Rebuilding Place in the Urban Space

"A community’s physical form, rather than its land uses, is its most intrinsic and enduring characteristic." [Katz, EPA] This blog focuses on place and placemaking and all that makes it work--historic preservation, urban design, transportation, asset-based community development, arts & cultural development, commercial district revitalization, tourism & destination development, and quality of life advocacy--along with doses of civic engagement and good governance watchdogging.

Tuesday, April 28, 2009

Another illustration of why the Urban Design Element should be the guiding (primary) element of DC's Comprehensive Land Use Plan

These rowhouses in Brightwood have rear entry basement garages
These rowhouses in Brightwood, probably constructed in the late 1920s or the early 1930s, have rear entry basement garages.

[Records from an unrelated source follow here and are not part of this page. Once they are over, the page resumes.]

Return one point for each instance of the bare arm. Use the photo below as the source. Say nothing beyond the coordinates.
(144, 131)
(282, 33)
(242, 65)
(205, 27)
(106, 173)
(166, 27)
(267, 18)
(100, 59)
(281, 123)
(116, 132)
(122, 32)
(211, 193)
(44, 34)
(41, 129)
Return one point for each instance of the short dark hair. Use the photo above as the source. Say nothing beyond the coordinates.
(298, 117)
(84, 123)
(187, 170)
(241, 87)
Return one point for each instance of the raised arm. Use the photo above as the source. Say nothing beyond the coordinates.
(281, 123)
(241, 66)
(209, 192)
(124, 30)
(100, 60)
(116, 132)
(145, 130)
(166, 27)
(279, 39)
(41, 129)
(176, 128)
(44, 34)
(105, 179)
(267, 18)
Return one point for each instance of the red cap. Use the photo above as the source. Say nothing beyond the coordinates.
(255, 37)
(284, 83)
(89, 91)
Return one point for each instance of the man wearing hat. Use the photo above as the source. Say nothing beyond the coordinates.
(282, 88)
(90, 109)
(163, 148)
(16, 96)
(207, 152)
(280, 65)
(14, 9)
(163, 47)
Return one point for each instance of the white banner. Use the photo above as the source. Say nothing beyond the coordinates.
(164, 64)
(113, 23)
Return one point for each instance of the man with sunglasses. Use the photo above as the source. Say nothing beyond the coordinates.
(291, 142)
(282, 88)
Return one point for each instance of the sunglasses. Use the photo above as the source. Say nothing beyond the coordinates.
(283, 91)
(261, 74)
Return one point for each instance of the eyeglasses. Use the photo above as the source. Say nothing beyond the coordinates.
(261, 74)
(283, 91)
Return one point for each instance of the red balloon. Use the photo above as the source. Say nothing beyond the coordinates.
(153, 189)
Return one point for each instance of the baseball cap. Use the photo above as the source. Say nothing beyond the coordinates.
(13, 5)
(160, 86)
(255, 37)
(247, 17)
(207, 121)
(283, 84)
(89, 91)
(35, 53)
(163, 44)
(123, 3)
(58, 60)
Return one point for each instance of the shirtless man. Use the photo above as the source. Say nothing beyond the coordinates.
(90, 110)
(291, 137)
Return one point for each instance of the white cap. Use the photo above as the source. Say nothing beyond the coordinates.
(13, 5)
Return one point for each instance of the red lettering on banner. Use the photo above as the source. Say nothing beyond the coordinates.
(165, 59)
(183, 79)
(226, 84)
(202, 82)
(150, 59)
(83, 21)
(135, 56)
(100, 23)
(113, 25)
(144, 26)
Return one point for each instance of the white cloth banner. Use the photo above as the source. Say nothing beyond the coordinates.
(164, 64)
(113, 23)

Is the discussion around the entry, "Ticketing of cars in public space reaches Capitol Hill" on Greater Greater Washington. Without a framework for understanding how the city is put together, or the spatial relationship between houses, blocks, and districts, and what these relationships were when particular neighborhoods were constructed, you can't come to a common understanding of how to deal with automobility vs. livability in the context of the city.

See the Urban Design Element from the 2006 Comprehensive Land Use Plan for the District of Columbia.

Also see these past entries from the last couple months:

-- Parking in historic districts
-- Urban design, sprawl and the automobile

which promotes linking urban design principles from the period of significance for particular historic districts to transportation policies, specifically parking policies and regulations in the first entry, and more generally, in the second entry.